Le détenu est ensuite attaché à une « chaise de contention », qu’Abou Dhiab a qualifiée de « chaise de torture ». Il est sanglé aux bras, aux chevilles et à la tête et « si besoin, un masque anti-crachats est installé sur le visage du détenu pour l’empêcher de cracher sur les gardiens ou les infirmiers », a poursuivi le procureur, sur la foi des descriptions du personnel médical de Guantanamo.
« C’est la méthode la plus fiable », a déclaré le représentant du gouvernement.
« La chaise de contention n’a jamais été prévue pour punir les détenus ou pour se venger, mais pour assurer la sécurité des gardiens, des personnels médicaux et des détenus », selon le colonel Bogdan.
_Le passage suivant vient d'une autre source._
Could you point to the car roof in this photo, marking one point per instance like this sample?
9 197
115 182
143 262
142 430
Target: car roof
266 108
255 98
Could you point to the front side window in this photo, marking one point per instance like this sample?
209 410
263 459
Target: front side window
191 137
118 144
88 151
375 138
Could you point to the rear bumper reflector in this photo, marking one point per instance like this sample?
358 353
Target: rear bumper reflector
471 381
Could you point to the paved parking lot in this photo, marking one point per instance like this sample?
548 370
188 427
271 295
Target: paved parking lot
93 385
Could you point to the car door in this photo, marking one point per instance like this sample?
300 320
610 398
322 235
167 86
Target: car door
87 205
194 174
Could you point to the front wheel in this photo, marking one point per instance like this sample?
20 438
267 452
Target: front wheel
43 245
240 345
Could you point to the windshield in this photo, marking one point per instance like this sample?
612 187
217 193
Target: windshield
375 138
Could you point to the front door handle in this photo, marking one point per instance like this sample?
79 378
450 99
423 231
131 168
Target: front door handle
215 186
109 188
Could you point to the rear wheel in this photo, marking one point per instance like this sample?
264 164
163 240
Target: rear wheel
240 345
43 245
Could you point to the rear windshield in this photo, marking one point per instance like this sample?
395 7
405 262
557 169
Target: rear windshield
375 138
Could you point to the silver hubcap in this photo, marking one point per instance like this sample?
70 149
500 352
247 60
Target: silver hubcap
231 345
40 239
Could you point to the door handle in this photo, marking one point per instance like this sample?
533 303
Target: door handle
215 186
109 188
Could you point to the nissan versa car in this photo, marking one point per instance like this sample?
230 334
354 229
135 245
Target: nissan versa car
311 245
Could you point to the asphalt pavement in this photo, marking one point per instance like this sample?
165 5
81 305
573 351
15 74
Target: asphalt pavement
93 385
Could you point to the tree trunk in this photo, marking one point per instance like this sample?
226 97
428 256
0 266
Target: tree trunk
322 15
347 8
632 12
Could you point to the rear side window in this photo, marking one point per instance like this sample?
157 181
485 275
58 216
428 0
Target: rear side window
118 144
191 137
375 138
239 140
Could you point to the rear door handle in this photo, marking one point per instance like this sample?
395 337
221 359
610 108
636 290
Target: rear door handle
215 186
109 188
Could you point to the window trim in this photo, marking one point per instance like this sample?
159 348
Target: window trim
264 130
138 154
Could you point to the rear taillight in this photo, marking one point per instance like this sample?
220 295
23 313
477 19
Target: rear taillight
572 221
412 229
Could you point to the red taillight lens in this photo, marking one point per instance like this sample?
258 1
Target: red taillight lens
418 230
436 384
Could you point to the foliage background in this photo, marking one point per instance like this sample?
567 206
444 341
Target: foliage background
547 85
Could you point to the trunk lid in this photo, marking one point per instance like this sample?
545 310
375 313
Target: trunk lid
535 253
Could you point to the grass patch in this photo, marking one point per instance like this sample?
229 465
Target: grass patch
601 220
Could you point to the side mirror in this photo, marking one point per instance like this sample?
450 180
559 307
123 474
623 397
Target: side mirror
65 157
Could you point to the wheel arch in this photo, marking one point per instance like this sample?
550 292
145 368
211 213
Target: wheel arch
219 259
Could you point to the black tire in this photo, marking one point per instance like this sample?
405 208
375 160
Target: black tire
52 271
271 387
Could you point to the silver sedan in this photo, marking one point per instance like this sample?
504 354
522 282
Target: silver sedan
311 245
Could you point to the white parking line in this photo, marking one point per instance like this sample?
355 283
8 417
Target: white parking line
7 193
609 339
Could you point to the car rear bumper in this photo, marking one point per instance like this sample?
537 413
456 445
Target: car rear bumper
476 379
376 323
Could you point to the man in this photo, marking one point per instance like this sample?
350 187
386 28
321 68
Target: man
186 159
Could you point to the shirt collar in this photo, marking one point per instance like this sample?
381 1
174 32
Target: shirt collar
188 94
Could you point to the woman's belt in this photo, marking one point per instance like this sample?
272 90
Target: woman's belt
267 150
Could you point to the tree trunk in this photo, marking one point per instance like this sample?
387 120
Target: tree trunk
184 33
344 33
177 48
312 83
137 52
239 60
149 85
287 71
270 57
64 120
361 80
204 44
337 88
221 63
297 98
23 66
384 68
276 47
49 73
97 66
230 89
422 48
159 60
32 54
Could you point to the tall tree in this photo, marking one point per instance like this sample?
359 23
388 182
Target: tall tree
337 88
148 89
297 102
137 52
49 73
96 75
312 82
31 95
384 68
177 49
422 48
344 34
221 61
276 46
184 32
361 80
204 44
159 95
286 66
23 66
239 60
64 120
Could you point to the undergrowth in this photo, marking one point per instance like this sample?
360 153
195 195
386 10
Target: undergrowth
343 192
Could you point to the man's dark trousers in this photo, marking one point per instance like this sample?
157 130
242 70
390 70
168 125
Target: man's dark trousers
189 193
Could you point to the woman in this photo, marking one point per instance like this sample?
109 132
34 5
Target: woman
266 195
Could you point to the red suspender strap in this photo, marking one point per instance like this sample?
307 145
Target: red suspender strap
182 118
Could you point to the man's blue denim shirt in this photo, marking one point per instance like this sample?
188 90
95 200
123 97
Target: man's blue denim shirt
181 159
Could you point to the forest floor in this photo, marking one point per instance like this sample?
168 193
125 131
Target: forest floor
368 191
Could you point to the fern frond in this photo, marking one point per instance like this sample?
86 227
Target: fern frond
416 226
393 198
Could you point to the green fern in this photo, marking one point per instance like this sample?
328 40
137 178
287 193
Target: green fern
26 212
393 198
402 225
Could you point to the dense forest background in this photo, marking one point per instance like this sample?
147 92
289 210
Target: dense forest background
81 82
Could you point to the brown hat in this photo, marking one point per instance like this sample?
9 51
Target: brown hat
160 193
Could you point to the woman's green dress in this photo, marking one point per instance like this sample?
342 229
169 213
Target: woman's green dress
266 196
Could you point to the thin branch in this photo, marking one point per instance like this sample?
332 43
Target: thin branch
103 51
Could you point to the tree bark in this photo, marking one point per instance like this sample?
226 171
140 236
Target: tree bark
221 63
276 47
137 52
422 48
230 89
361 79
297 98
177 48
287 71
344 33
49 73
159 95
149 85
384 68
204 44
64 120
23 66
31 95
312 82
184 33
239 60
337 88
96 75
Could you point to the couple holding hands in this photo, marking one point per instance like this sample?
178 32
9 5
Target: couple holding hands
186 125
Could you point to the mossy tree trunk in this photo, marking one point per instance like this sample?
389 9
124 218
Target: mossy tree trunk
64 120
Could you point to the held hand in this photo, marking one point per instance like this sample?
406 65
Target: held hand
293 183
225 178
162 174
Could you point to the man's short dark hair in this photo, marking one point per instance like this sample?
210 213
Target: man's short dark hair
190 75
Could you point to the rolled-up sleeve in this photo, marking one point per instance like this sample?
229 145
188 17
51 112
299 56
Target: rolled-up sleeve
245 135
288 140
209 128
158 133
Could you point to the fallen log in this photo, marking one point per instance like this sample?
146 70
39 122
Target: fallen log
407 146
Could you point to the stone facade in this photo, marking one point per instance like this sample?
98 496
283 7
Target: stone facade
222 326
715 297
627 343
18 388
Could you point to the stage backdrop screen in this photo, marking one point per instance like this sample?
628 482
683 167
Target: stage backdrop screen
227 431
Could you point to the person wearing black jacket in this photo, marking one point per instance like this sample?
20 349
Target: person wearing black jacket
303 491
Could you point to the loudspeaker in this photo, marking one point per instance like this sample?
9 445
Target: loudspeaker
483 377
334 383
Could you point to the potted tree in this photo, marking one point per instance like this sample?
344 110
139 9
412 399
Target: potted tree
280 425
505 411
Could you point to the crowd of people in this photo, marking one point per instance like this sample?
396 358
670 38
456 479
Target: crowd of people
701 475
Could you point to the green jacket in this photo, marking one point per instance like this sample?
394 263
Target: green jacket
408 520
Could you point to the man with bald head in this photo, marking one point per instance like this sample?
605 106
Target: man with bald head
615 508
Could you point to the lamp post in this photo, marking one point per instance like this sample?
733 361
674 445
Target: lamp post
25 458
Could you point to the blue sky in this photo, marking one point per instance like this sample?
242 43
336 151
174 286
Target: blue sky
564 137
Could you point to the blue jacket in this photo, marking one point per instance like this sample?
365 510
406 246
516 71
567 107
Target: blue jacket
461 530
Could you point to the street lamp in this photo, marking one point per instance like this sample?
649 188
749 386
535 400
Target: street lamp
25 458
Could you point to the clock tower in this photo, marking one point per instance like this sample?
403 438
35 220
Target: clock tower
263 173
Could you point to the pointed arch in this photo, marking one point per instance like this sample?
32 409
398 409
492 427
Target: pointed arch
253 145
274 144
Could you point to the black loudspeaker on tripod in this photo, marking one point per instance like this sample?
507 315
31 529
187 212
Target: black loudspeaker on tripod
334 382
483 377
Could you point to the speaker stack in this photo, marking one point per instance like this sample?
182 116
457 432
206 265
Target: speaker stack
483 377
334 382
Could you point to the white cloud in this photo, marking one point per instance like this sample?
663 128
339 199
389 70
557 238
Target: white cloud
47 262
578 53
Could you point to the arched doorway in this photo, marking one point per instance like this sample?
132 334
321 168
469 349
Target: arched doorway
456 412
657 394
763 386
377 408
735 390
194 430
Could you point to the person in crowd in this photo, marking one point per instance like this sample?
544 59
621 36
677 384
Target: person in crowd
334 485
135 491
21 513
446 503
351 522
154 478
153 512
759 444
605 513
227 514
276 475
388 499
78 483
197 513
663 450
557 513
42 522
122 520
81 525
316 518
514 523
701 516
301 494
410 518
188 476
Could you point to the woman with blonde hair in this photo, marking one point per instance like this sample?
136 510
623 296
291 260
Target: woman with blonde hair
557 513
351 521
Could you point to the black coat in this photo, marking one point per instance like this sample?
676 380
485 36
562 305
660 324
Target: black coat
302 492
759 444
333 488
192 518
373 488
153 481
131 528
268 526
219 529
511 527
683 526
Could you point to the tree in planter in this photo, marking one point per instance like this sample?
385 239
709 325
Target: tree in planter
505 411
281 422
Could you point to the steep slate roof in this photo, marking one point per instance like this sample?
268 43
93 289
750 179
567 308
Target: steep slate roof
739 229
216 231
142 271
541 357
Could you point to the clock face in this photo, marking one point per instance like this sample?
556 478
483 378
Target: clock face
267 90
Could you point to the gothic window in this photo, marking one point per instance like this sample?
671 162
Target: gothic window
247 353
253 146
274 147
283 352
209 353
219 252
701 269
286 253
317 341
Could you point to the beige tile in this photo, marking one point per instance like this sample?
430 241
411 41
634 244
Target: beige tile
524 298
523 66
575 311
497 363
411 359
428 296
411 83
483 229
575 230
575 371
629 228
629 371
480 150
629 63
Pour l’ancien commandant, cette chaise est « capitonnée et confortable, comme une chaise normale ».
Une fois sanglé, le détenu peut choisir «  le parfum de la substance nutritive : noix de pécan, chocolat, vanille, fraise », les bonbons qu’il pourra ensuite sucer, ou encore le lubrifiant pour faciliter l’insertion de la sonde du nez jusqu’à l’estomac, a poursuivi M. Warden. L’huile d’olive, que les détenus préféraient pour des raisons culturelles, a été proscrite en juin quand les autorités militaires se sont aperçues qu’elle pouvait provoquer des pneumonies.
« On leur offre des antalgiques comme de l’Ibuprofen, s’ils expriment une gêne », a-t-il ajouté, soulignant que le processus ne durait jamais plus de 20 minutes, avec une dizaine de minutes d’observation. Les sondes naso-gastriques sont retirées à chaque séance pour empêcher que les détenus l’avalent, s’en servent comme une arme ou s’asphyxient.
Devant une juge dubitative, le gouvernement a affirmé que Guantanamo avait recours à des sondes de taille pédiatrique, que certains hôpitaux pour enfants donnent même aux parents pour insérer eux-mêmes chez eux. Mais le médecin Steven Miles a témoigné mardi que ces sondes n’étaient utilisées que pour l’extraction de drogues ou de poison, et non pour l’alimentation.
Le procès s’est achevé, avec la projection à huis clos de trois heures de vidéos classifiées montrant l’alimentation forcée de M. Dhiab. Des vidéos « difficiles à regarder », selon Eric Lewis, l’un des avocats qui a pu les voir. La juge a ordonné qu’elles soient rendues publiques mais le gouvernement peut encore faire appel.